Description
A comforting homemade egg drop soup that is keto and gluten-free, featuring rich flavors and silky egg ribbons.
Ingredients
- 32 oz chicken broth or chicken bone broth (4 cups)
- 2 large eggs
- 1 tablespoon tamari or coconut aminos
- 3 teaspoons grated fresh ginger
- 1/2 teaspoon sesame oil
- 1/2 teaspoon garlic salt
- 2 green onions (sliced)
- Salt and pepper to taste
- Optional: Red pepper flakes or sriracha sauce for heat
Instructions
- Pour the chicken broth into a medium pot.
- Add the tamari sauce, grated ginger, sesame oil, and garlic salt.
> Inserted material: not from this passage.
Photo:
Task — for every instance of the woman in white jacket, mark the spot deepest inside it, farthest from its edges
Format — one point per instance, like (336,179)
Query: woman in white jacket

- Turn the heat to medium-high, allowing the broth to begin boiling.
- Once you see those bubbles, lower the heat to a simmer.
- In a small bowl, beat the eggs until well combined.
- As you stir the broth mixture continuously, slowly pour in the beaten eggs, mixing in one direction.
- After incorporating the eggs, add the sliced green onion.
- Season the soup with salt and pepper according to your taste.
- Serve the soup in individual bowls while it’s hot.
- Enjoy each soothing spoonful!
Notes
For added heat, consider sprinkling red pepper flakes or a drizzle of sriracha on top before serving.